We may go further. In many up-to-date cases the detective not only gets plenty to eat but a liberal allowance of strong drink. One generous British author of today is never tired of handing out to the Great Detective and his friends what he calls a ‘stiff whiskey and soda.’ At all moments of crisis they get one.
For example, when they find the body of Sir Charles Althorpe, late owner of Althorpe Chase, a terrible sight, lying on the floor of the library, what do they do? They reach at once to the sideboard and pour themselves out a ‘stiff whiskey and soda.’ It certainly is a great method.
But in the main we may say that all this stuff about eating and drinking has lost its importance. The Great Detective has to be made exceptional by some other method.
And here is where his music comes in. It transpires – not at once but in the first pause in the story – that this great man not only can solve a crime, but has the most extraordinary aptitude for music, especially for dreamy music of the most difficult kind.

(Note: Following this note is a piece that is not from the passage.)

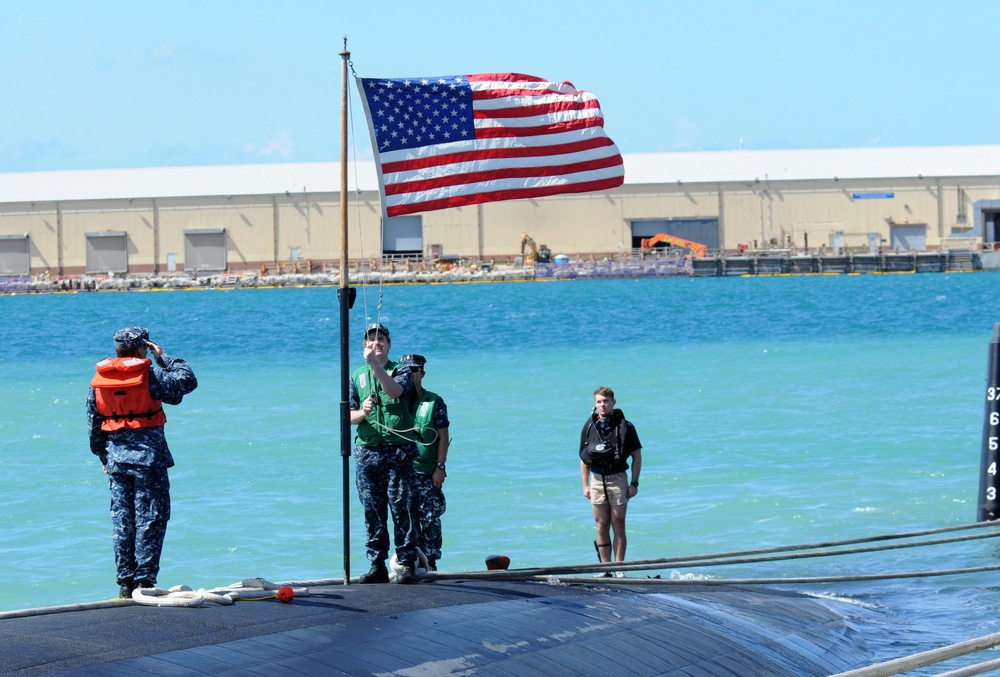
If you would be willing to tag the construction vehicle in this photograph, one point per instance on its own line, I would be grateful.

As soon as he is left in the Inn room with the Poor Nut, out comes his saxophone and he tunes it up.
‘What were you playing?’ I asked, as my friend at last folded his beloved instrument into its case.

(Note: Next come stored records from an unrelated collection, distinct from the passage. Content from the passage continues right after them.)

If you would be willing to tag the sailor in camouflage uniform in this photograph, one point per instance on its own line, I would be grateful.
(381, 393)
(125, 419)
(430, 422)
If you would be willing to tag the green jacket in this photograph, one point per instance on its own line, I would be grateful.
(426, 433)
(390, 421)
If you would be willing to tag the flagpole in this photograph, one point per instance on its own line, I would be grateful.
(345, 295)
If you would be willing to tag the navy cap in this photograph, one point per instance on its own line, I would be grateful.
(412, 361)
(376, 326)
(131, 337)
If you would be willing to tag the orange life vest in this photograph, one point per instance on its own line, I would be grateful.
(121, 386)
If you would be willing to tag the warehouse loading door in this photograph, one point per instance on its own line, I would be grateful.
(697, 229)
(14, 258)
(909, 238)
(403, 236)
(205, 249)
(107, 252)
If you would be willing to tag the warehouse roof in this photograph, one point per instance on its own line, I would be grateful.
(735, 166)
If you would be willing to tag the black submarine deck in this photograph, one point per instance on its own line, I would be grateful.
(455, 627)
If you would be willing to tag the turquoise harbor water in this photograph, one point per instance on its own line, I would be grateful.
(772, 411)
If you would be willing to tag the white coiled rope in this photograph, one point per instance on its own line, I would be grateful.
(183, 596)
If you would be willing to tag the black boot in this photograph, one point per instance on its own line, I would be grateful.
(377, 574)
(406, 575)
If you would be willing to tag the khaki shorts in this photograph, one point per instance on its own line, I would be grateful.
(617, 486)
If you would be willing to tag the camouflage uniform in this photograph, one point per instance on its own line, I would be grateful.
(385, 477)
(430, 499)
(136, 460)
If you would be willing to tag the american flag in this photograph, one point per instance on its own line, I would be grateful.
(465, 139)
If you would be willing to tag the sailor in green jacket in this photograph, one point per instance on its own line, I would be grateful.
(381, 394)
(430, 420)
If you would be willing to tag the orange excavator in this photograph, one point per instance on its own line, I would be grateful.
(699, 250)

‘Beethoven’s Sonata in Q,’ he answered modestly. ‘Good Heaven!’ I exclaimed.
Up to this point the story, any detective story, has been a howling success. The body has been found; they’re all baffled and full of whiskey and soda, and everything’s fine! But the only trouble is how to go on with it! You can’t! There’s no way to make crime really interesting except at the start; it’s a pity they have to go on, that they can’t just stay baffled and full, and call it a day.

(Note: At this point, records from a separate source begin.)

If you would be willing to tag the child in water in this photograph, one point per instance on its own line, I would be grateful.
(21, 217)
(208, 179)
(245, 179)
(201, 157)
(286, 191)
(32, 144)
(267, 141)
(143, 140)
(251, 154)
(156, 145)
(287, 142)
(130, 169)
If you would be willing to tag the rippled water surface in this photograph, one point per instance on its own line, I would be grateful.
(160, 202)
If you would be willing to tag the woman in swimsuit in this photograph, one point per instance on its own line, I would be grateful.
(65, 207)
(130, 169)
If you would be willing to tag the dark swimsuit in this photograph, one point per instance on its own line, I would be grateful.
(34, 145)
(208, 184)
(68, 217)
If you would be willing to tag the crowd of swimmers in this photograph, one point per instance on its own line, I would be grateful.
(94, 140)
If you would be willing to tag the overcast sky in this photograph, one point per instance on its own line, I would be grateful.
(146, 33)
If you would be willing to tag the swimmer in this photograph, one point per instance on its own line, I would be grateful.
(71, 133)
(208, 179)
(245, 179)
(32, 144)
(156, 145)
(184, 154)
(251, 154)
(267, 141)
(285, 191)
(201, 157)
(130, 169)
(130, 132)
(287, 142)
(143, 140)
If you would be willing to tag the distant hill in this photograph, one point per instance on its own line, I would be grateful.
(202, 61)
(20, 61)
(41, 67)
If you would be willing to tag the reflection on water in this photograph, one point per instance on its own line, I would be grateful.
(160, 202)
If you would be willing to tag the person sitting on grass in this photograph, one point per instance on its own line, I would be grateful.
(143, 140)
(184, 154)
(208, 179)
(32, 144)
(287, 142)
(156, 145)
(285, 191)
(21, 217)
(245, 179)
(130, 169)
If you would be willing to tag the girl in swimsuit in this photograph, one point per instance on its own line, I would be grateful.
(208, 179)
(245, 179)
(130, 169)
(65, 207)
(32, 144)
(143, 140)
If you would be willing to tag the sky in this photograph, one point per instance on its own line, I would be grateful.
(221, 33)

But now begin the mistakes and the literary fallacies that spoil a crime story. At this point in comes the heroine – the heroine! – who has no real place in a murder story but is just a left-over remnant of the love story. In she comes, Margaret Althorpe, wild and all dishevelled. No wonder she’s wild! Who wouldn’t be? And disheveled – oh, yes, the best writers always dishevel them up like that. In she comes, almost fainting! What do they do, Inspector Higginbottom and the Great Detective? They shoot a ‘stiff whiskey and soda’ into her – and hit one themselves at the same time.
* * *
And with that, you see, the story drifts off sideways so as to work up a love-interest in the heroine, who has no business in it at all. Making a heroine used to be an easy thing in earlier books when the reading public was small. The author just imagined the kind of girl that he liked himself and let it go at that. Walter Scott, for example, liked them small – size three – ‘sylph-like’ was the term used; in fact the heroine was just a ‘slip of a girl’ – the slippier the better.
But Margaret Althorpe has to please everybody’at once. So the description of her runs like this:
Margaret Althorpe was neither short nor tall.
That means that she looked pretty tall standing up but when she sat down she was sawed off.